Pei Song Chee received his B.Eng. degree with honours in Control and Instrumentation Engineering from Universiti Teknologi Malaysia (UTM), Malaysia in 2010. He received his Ph.D. in Faculty of Electrical Engineering, Universiti Teknologi Malaysia (UTM) in 2014 and undergoes his postdoctoral training at the same university. Currently, he is an assistant professor with the Faculty of Engineering and Science (FES), Universiti Tunku Abdul Rahman (UTAR). His research interests are lab on chip, microfluidic technology including sensor and actuator integration, microfabrication and finite element modelling.

Marwan Nafea Minjal received the B.Eng. degree in electronics engineering from Sebha University, Brak, Libya, in 2010, and M.Eng. degree in electrical engineering from Universiti Teknologi Malaysia, Skudai, Malaysia, in 2013. He is currently working towards the doctorate degree at University Teknologi Malaysia, Skudai, Malaysia. His research interests are in the areas of MEMS, including piezoelectric actuators and wireless microdevices, with a partial emphasis on the field of particle swarm optimization.
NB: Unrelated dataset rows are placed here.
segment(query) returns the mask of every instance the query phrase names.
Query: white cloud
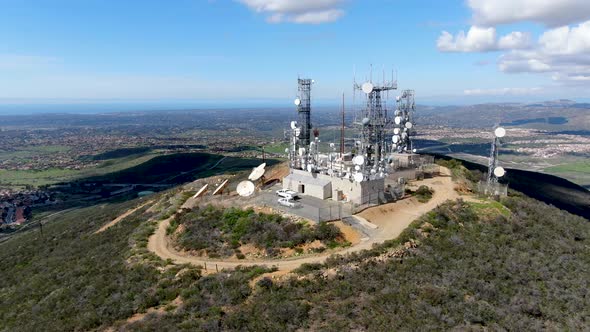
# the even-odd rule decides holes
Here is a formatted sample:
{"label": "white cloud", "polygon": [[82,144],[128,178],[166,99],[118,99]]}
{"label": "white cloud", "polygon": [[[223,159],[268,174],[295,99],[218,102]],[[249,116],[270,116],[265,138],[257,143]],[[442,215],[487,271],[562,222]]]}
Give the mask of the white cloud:
{"label": "white cloud", "polygon": [[531,35],[528,33],[514,31],[498,40],[499,49],[521,49],[531,46]]}
{"label": "white cloud", "polygon": [[590,21],[548,30],[533,49],[500,57],[498,67],[507,73],[551,73],[563,84],[590,83]]}
{"label": "white cloud", "polygon": [[588,0],[469,0],[475,24],[532,21],[556,27],[590,19]]}
{"label": "white cloud", "polygon": [[344,0],[238,0],[250,9],[265,13],[267,22],[320,24],[334,22],[344,15]]}
{"label": "white cloud", "polygon": [[541,92],[542,88],[499,88],[499,89],[470,89],[464,90],[466,96],[521,96]]}
{"label": "white cloud", "polygon": [[441,52],[490,52],[504,49],[524,49],[530,47],[531,37],[528,33],[515,31],[496,40],[495,28],[472,26],[467,34],[459,31],[453,36],[443,31],[436,41]]}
Pei Ling Leow received her BEng in electrical engineering in control and instrumentation in 2003 and her MEng in electrical engineering (mechatronics and automation control) in 2005 from Universiti Teknologi Malaysia. She received her PhD in bioengineering from Imperial College London, UK, in 2009. She is currently lecturing in Universiti Teknologi Malaysia, and her research interests are microfluidic devices, sensors and instrumentation.
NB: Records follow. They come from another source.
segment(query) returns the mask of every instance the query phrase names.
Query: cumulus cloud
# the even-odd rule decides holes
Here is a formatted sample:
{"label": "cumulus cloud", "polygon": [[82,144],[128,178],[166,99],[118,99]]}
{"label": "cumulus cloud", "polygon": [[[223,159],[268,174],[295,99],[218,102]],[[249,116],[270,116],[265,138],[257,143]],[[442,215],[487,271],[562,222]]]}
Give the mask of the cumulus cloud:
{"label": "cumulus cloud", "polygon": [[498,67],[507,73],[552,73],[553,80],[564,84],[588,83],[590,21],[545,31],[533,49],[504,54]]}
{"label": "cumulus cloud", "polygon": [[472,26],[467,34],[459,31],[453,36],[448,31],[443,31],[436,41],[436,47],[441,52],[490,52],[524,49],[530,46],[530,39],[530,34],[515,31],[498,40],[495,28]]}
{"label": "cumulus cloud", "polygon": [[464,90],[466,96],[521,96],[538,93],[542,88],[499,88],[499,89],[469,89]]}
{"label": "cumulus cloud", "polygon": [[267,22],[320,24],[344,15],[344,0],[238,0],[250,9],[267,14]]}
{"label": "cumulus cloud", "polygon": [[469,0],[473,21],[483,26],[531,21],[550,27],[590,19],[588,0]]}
Mohamed Sultan Mohamed Ali received the B.Eng. and M.Eng. degrees in electrical engineering from Universiti Teknologi Malaysia, Skudai, Malaysia, in 2006 and 2008, respectively, and the Ph.D. degree in electrical and computer engineering from the Department of Electrical and Computer Engineering, The University of British Columbia, Vancouver, BC, Canada, in 2012. From 2001 to 2007, he held various engineering positions at Flextronics International Ltd. and Jabil Circuit, Inc. He is currently a Senior Lecturer with the Faculty of Electrical Engineering, Universiti Teknologi Malaysia. Dr. Mohamed Sultan also serving as senior consultant engineer for Flextronics (PTP) Malaysia in PCBA failure analysis division. His research interests are in the areas of MEMS, nanotechnology, and micro/nanofabrication technologies, including wireless microdevices, integration of microstructures, and microrobotics.